Когда мы оседлали Бубу, оставив плавучую баню одиноко постукивать в мостки пристани, солнце уже прилегло на вершины лесов. Красное на золотом… Мир не отвечал нашим тревогам, он жил сам по себе, рисовал пейзажи, которым не суждено было сохраниться ни в папке скромного начинающего художника, ни в стеклянном лабиринте картин, где выставлялись мастера посмелее…
Я перестала стараться успокоить Эмиля, осознав, что только ему мешаю, просто прижалась к его спине щекой. Я знала, что сделаю, если Левон и дальше будет угрожать Эрику. Я все расскажу, а если надо, то и покажу. Не поможет — загрызу Левона. Вот и все.
Хотелось спать. Выспаться и рисовать… что у меня завтра по расписанию? Я поняла, что не могу сообразить какой завтра день недели. Два учебных дня прогулены. Так что видимо среда… История искусств, композиция, факультатив по керамике. Любимая керамика… глина красная, черная и белая… Мне больше нравилась белая, мягкая и податливая. Из нее получались самые изящные изделия. А еще в мастерской были удобные гончарные круги всех размеров, столько, что я еще не все попробовала… И, наконец, эмали тончайших оттенков для росписи… Матовые и прозрачные… Вот бы сделать блюдо, покрыть его нежным бирюзовым, а в центре нарисовать русалку… или лучше русала… нет, все же русалка эстетичнее…
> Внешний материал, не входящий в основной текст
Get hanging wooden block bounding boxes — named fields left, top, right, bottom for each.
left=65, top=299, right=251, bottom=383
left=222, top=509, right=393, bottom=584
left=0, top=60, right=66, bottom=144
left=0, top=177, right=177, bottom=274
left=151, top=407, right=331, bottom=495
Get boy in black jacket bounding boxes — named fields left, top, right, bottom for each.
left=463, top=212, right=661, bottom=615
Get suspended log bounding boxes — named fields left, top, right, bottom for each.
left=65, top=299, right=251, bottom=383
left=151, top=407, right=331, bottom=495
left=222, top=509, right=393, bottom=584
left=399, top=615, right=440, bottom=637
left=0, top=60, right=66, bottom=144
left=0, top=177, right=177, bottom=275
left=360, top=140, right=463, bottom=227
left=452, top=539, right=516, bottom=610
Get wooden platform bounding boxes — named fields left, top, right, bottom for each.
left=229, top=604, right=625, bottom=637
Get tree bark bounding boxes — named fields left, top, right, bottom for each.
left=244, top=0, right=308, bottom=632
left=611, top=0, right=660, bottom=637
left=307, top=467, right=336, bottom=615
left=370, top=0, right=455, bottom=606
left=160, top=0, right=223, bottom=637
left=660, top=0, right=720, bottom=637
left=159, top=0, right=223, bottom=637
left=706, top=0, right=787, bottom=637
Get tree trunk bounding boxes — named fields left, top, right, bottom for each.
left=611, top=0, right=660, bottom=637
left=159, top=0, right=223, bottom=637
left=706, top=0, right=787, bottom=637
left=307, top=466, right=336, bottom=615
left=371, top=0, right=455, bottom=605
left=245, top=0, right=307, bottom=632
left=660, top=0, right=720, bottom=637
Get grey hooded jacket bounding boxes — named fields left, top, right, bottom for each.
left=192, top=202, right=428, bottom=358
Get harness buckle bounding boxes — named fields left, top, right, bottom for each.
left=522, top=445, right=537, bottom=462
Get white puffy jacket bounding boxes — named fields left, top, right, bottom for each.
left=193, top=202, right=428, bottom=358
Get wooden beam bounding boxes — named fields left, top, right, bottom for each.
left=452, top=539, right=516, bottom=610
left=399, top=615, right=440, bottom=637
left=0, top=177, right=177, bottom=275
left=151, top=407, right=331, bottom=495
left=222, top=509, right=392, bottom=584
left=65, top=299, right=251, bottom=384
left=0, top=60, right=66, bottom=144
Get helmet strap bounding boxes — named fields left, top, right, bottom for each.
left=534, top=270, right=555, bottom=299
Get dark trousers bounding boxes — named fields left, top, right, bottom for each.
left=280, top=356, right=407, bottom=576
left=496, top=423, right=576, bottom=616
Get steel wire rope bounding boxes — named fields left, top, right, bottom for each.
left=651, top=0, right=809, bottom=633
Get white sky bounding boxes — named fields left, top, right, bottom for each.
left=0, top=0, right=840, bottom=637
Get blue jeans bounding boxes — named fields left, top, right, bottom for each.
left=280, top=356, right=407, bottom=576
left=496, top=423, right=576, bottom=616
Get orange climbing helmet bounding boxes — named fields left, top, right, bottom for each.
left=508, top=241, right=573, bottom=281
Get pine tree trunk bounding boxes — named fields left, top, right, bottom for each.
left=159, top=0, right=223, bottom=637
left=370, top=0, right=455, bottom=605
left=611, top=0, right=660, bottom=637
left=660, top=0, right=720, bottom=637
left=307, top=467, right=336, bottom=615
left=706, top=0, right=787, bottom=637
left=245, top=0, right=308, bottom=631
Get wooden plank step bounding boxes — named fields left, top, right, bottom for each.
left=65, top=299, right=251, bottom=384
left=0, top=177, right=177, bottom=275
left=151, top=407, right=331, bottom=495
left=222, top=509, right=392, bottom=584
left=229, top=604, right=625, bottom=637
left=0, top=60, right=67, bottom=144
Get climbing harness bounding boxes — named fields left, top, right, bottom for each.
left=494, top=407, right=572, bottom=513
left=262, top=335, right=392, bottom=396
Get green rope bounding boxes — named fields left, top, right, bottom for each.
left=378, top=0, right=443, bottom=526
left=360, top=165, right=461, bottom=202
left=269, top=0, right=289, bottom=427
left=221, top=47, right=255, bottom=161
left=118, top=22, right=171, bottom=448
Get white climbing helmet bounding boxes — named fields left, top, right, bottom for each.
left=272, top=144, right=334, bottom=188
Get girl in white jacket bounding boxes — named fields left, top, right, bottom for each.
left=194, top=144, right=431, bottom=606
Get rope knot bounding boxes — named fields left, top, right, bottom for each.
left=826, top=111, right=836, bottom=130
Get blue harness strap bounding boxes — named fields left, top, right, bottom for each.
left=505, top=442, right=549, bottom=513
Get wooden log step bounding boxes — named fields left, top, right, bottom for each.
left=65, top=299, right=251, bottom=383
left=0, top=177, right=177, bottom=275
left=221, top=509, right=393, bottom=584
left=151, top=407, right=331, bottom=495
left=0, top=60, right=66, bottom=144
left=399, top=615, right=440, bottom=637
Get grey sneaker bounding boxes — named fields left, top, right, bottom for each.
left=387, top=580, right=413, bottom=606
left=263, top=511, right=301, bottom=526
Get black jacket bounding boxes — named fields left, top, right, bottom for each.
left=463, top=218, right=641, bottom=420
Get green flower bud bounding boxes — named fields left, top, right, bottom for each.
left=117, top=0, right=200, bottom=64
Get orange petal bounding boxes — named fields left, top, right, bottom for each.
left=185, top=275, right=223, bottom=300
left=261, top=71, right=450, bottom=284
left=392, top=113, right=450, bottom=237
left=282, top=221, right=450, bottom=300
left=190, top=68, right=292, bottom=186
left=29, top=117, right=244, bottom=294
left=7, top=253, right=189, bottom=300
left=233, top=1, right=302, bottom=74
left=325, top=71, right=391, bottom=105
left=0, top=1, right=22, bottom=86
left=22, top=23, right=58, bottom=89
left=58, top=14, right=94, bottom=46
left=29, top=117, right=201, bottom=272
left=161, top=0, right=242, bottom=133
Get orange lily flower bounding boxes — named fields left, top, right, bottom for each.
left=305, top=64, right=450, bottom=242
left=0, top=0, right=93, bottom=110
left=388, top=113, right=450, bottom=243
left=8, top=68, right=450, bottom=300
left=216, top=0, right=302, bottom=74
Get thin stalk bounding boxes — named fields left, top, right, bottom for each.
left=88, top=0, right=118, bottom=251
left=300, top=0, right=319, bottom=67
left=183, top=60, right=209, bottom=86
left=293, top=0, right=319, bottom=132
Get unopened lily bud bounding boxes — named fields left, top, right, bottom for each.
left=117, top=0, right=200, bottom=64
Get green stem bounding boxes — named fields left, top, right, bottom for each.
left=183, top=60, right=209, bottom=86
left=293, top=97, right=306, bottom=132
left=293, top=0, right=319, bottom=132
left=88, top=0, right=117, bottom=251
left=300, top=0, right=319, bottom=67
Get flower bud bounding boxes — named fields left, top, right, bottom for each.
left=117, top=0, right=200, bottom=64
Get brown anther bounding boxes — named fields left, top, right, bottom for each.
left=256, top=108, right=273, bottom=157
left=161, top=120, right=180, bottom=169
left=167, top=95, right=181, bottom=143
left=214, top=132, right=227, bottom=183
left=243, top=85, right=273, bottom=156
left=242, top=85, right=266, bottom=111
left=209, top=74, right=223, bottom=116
Я очнулась, когда при въезде в Туон Эмиль резко придержал Бубу, пропуская почтовую карету, выезжающую из ворот. На боку кареты был нарисован незнакомый мне зеленый крест.
— Что это за крест? — спросила я.
— Крест народной армии, добровольцы… наверное, военная почта…
— Хорошо бы…
— Как ты могла не сказать, не упомянуть даже о самом важном… — прорвало Эмиля. — Ты что же это, не понимаешь, что Левон убьет его, если уже не убил. Какое легкомыслие подумать, что я бы поехал на остров, зная, что натворил этот идиот!
Слезы навернулись у меня на глазах, в горле запершило. Конечно Эмиль был прав, конечно я легкомысленная глупая девочка, но… но… он же сам… сам…
— Найди мне его поскорее! — в голосе Эмиля слышались и отчаяние, и нетерпение.
— Кого? — окончательно потеряв способность соображать, спросила я. — Левона?
— К черту Левона! — раздраженно повысил голос Эмиль. — Эрика, нашего Эрика мне найди!
На улицах Туона уже зажигались огни, мы, оставив Бубу в конюшне, бежали по Главной в сторону общежития. За нами послышался цокот лошадиных копыт и нас окликнули:
— Эй! Травинский!
Мы остановились. Лошадь поравнялась с нами, на ней восседал какой-то малознакомый студент с повязкой дружинника и дубинкой за поясом.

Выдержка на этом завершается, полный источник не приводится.